WASHINGTON, D.C. — U.S. Sen. Sherrod Brown (D-OH), Ranking Member of the Senate Committee on Banking, Housing and Urban Affairs, announced plans today to introduce legislation when Congress returns that will prevent Wells Fargo from using so-called ‘forced arbitration’ clauses that were tucked away in the fine print of contracts customers signed when they opened legitimate accounts to block them from suing over fraudulent accounts that were created without their consent. Brown has been leading the charge in the Senate to push Wells Fargo to stop the practice. But after refusing to answer Brown’s questioning at a Senate hearing in September, Wells Fargo CEO John Stumpf told the House Financial Services Committee last week that the bank will continue this practice, which Brown called ‘downright hostile’ to cheated customers.

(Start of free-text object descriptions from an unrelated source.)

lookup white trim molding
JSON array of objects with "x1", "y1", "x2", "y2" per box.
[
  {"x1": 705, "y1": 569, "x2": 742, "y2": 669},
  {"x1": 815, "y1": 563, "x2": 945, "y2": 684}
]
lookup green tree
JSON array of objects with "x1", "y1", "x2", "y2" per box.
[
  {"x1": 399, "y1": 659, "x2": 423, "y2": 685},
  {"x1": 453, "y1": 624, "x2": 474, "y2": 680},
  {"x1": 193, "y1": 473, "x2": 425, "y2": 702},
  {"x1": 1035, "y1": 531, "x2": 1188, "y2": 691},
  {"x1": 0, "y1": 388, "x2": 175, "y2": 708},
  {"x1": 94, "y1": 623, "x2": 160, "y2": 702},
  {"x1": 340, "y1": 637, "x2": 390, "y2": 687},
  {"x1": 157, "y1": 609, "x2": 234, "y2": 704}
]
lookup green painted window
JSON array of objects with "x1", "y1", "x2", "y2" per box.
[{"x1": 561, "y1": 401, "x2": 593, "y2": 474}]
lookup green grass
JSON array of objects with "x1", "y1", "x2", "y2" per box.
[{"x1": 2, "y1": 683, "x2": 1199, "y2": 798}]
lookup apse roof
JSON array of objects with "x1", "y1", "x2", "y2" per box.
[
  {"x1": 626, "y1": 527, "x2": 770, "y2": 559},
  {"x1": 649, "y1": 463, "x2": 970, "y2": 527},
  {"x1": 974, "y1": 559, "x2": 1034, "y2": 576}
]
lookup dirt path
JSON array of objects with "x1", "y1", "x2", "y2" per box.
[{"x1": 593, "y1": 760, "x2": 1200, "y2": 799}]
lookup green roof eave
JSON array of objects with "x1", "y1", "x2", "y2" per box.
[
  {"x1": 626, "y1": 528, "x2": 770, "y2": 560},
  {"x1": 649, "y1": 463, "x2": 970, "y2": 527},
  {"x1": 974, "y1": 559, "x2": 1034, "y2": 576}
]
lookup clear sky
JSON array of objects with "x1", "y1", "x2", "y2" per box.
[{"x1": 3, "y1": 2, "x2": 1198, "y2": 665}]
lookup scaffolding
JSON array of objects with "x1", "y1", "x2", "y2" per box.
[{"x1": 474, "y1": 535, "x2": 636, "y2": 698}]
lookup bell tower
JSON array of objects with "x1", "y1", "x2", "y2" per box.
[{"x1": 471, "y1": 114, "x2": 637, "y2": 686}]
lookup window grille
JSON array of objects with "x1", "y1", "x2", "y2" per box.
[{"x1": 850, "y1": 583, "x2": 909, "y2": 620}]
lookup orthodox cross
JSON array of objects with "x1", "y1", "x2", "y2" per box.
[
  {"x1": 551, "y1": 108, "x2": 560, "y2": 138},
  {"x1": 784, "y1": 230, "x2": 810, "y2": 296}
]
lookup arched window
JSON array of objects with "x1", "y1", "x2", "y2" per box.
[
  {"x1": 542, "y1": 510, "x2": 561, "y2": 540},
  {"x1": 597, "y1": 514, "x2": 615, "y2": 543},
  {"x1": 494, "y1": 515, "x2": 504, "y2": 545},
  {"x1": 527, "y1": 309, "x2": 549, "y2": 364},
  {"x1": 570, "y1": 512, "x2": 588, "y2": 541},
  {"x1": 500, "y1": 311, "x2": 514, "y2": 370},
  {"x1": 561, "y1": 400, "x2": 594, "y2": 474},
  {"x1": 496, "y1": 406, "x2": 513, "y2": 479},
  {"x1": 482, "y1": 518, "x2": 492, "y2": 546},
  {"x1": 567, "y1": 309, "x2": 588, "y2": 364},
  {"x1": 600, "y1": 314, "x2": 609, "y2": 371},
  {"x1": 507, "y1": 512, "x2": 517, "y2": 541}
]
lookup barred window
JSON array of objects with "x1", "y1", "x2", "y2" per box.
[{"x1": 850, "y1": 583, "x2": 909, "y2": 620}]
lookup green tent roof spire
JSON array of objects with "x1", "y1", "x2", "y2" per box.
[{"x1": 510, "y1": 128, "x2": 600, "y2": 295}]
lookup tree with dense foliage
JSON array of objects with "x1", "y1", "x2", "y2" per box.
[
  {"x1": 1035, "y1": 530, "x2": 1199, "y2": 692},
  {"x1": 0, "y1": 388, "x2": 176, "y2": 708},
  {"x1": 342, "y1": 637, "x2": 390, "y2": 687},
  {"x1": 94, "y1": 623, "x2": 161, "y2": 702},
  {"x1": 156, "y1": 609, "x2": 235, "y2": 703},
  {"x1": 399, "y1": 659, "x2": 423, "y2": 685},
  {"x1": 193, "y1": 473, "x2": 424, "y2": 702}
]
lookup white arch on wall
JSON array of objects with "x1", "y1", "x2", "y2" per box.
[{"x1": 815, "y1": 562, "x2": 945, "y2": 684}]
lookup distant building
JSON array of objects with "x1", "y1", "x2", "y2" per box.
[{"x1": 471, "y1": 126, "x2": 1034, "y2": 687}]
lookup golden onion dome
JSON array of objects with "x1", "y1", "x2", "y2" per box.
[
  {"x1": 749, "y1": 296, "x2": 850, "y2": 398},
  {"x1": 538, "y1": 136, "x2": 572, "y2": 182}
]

“Secret arbitration proceedings allowed Wells Fargo to get away with this fraud for far too long already. And even now that it’s out in the open, Wells Fargo still hasn’t given us straight answers as to how long this fraud went on, exactly how many customers were hurt, or how the bank will restore damaged credit scores that could end up costing customers thousands of dollars. Giving customers back their right to take Wells Fargo to court, gives them the power to ensure they are made whole and helps prevent cases like this in the future.”
The bill Brown is drafting will work hand-in-hand with a new oversight rule that the Consumer Financial Protection Bureau (CFPB) put out in May to strengthen protections for consumers. Whereas the CFPB proposal would apply only to contracts signed after the rule is final – Brown’s bill would allow existing Wells Fargo customers to seek their day in court even if they signed contracts that included arbitration for their legitimate accounts in the past.
Brown has repeatedly pressed Wells Fargo for concrete answers over how the bank plans to make cheated customers whole, including plans to restore damaged credit scores. In a letter Brown led with Senator Patrick Leahy (D-VT), the Senator pointed out that forced arbitration clauses allowed Wells to force aggrieved customers into secret proceedings and prolong the fraud with impunity for far too long.
Brown has been working to oppose forced arbitration clauses beyond the financial sector as well. Last week, he applauded a move by the Centers for Medicare and Medicaid Services to block forced arbitration clauses in contracts with long-term care facilities. Brown has also been pressing the Department of Education to follow through with strict new oversight rules that would deny taxpayer funding to colleges that use forced arbitration, specifically for-profit institutions like the recently failed ITT Tech that often cheat students out of the education they deserve.